Description
confluent-kafka==0.9.2, librdkafka 0.9.2, Python 2.7.6, Ubuntu 14.04
I run a web app in 16 gunicorn workers (processes). Each has a producer, which works continually until the process is restarted (normally by deploy system). This instance serves ~100-250 req/s (some part of which produce to kafka) and has ~3.8gb or memory. After switching to confluent-kafka and running it for some time in production I'm observing worker RSS memory only growing and growing (it was not the case before with kafka-python). Here is a screenshot of memory monitoring graph:
The code is roughly like this (so I poll(0)
after each produce
):
def error_cb (err):
logger.error('kafka producer error_cb: {}: %s'.format(err.name()), err.str())
def on_delivery (err, msg):
assert err
logger.error('kafka producer on_delivery {}'.format(err.name()))

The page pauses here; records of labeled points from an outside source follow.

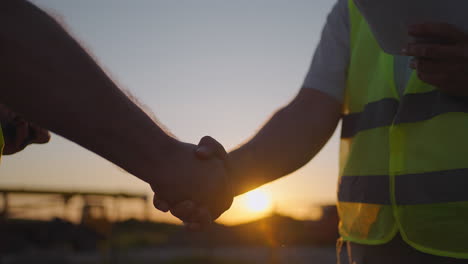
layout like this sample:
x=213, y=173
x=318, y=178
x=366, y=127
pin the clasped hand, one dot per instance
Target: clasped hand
x=197, y=190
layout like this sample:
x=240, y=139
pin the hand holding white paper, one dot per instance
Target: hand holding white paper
x=389, y=19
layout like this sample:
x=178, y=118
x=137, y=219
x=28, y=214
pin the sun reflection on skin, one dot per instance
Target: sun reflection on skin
x=257, y=201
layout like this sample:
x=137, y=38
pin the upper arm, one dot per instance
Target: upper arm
x=328, y=70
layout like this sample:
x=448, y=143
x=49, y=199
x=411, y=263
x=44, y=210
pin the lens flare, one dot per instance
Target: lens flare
x=257, y=201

_producer = confluent_kafka.Producer(**{
'client.id': 'qwe_producer',
'bootstrap.servers': bootstrap_servers, #3 brokers
'log.connection.close': False,
'api.version.request': True,
'queue.buffering.max.messages': 100000,
'queue.buffering.max.kbytes': 4000000,
'queue.buffering.max.ms': 1000,
'message.send.max.retries': 9000,
'batch.num.messages': 10000,
'delivery.report.only.error': True,
'default.topic.config': {
'request.required.acks': -1,
},
'error_cb': error_cb,
'on_delivery': on_delivery,
})
atexit.register(_producer.flush)
def kafka_async_send (topic, value):
_producer.produce(topic, cPickle.dumps(value, 2))
_producer.poll(0)
def some_request_handler (request):
#...
kafka_async_send('foo', ('some', 'stuff'))
#...
What should I do now? Do you probably have a suggestion how to debug it? (preferably right in production - it is kinda testing production so any overhead is currently affordable)